The Story
Why it exists.
The beginning
Tada Archawong and Prin Lomros built Crimson & Cinders around a specific hour. The late hour when the night stops pretending and the air still carries smoke from earlier. The name tells the whole story: crimson, the deep red of cherry and rum at their richest; cinders, what remains when the fire's stopped asking for attention but hasn't gone cold. Tada wanted the moment just before the lights come up, when everything smells like it actually is. Cherry that refuses sweetness, that stays dark and a little tart even as everything else softens. Smoke for the residue of the evening itself, already settling.
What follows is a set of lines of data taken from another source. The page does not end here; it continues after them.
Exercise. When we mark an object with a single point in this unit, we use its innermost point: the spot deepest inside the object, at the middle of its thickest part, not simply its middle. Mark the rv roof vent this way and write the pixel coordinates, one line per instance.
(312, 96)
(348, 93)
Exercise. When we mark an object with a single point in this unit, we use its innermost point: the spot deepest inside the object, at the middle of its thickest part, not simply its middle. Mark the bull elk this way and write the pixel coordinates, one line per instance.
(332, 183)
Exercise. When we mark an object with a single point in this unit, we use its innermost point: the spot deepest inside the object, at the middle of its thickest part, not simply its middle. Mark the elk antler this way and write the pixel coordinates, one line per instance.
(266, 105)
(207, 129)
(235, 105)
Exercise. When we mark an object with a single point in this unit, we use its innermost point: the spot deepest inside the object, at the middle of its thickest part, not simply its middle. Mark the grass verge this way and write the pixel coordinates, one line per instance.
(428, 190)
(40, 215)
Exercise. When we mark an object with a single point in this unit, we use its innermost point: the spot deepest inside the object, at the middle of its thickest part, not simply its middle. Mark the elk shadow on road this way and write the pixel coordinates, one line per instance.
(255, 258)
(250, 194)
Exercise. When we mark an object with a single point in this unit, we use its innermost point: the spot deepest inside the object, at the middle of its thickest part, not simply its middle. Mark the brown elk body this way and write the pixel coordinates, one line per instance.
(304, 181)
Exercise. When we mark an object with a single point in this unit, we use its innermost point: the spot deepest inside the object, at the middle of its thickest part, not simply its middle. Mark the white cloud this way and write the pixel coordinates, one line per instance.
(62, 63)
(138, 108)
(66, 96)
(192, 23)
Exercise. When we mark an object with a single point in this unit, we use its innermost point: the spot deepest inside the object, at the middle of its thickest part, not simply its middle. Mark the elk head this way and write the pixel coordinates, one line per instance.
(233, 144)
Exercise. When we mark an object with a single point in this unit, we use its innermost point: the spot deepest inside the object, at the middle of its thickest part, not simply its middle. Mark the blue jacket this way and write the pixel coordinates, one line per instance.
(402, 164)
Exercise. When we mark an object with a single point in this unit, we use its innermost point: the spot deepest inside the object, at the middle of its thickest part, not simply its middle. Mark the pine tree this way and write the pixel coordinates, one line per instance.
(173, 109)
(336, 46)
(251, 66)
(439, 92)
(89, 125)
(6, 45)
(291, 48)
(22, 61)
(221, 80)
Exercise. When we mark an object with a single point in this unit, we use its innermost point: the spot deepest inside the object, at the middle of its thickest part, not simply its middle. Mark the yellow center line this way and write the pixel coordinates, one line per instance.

The absinthe recalibrates the cherry, pulls it away from the edible and into something with an edge. Cherry and absinthe together create a tension, ripe fruit against bitter, almost medicinal sharpness. The smoke reinforces that tension rather than resolving it. Rum brings warmth and a faint sweetness, but rosemary keeps cutting through, keeping the whole thing herbal and slightly wild. At the heart, the smoke settles. Rum warmth rises to meet it, softened by a rose that doesn't push. Rosemary continues its herbal presence, slightly wild, stopping the heart from going soft.
The evolution
It arrives without ceremony. Cherry sits dark and tart against smoke, with absinthe's bitterness cutting through like a glass left unfinished on the bar. That first impression is sharp. Defiant. The kind of opening that announces itself without apologizing. The cherry begins to soften as the fragrance develops, but smoke stays. The absinthe fades and in its place comes rum. Warmth that doesn't rush. Rosemary threads through, keeping things herbal and slightly wild rather than letting the composition slide into sweetness. Rose arrives quietly, not as a statement but as a softening, a brief exhale before the next chapter. The hand-off completes. Smoke still present but no longer leading. Amber takes over, warm and resinous, with clove's spice arriving late and staying late.
Cultural impact
Crimson & Cinders enters a niche landscape crowded with smoky interpretations of dark fruit. What distinguishes this one is the absinthe, used as a structural element that reshapes how the cherry reads. The launch adds to Tada's growing catalogue of emotionally-specific fragrances, following work like Black Cavendish and Dusk till Dawn. The house's approach, building from feeling rather than trend, continues to attract collectors looking for scent that's more personal narrative than inherited status. The sillage carries well beyond the immediate space, and the lingering presence means it leaves a lasting impression on anyone who gets close.